Moral Values Through Characters

Moral Values Through Characters

Carton, Stryver, and Lorry

Opening

In these chapters, we get a closer look at three characters—Carton, Stryver, and Lorry. Before you dig into the chapters, in a Quick Write, record your impressions of these characters so far, then share your ideas with the rest of the class.

  • Which character among these three do you find yourself liking best?
  • What scenes or events support and influence your thinking?

Open Notebook

As you talk about the chapters, think about the ways that Dickens’s writing style contributes to your reaction.

Stryver and Carton

Work Time

Together with your classmates, review your knowledge of Stryver and Carton so far. Respond to the following questions.

  • How does Stryver handle the news that Lucie might not be interested in his proposal? What does his response show about his personality?
  • How does Carton reveal his feelings? Summarize his comments to Lucie. What does his conversation with her show about his personality?
  • Which of these two men do you admire more? Why?

Textual Support and Tone

Work Time

Join a small group as directed, then do the following.

  • Find quotations that illustrate Dickens’s attitude toward Carton and Stryver.
  • What, in the presentation of the scenes, reveals his tone ? How does Dickens do it?
  • Choose three specific quotations that illustrate Dickens’s tone toward each character.

Share your observations, your annotations, your conclusions, and your supporting text with the class.

Jarvis Lorry Mini-debate

Closing

Listen as your teacher presents an argumentative claim about Lorry. As directed, join a group supporting or opposing the claim.

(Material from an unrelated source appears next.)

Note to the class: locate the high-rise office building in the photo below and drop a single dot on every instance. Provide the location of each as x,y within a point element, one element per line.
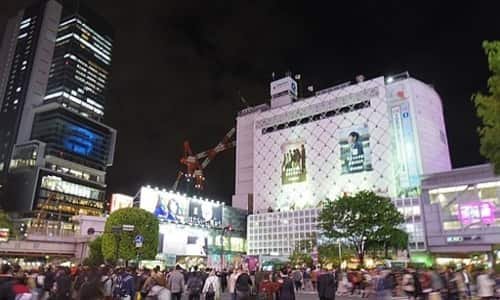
<point>56,58</point>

Then answer the questions and follow the instructions.

  • Based on his actions in these recent chapters, what is your general impression of his character now?
  • What evidence supports your impression?
  • With your group, arrange the supporting textual evidence into an effective argument in response to the claim.
  • Anticipate what you expect the other group to say and briefly prepare a rebuttal, again based on evidence.
  • Designate a spokesperson or two to present your group’s argument to the rest of the class.

When it is your turn, present your argument to the whole class.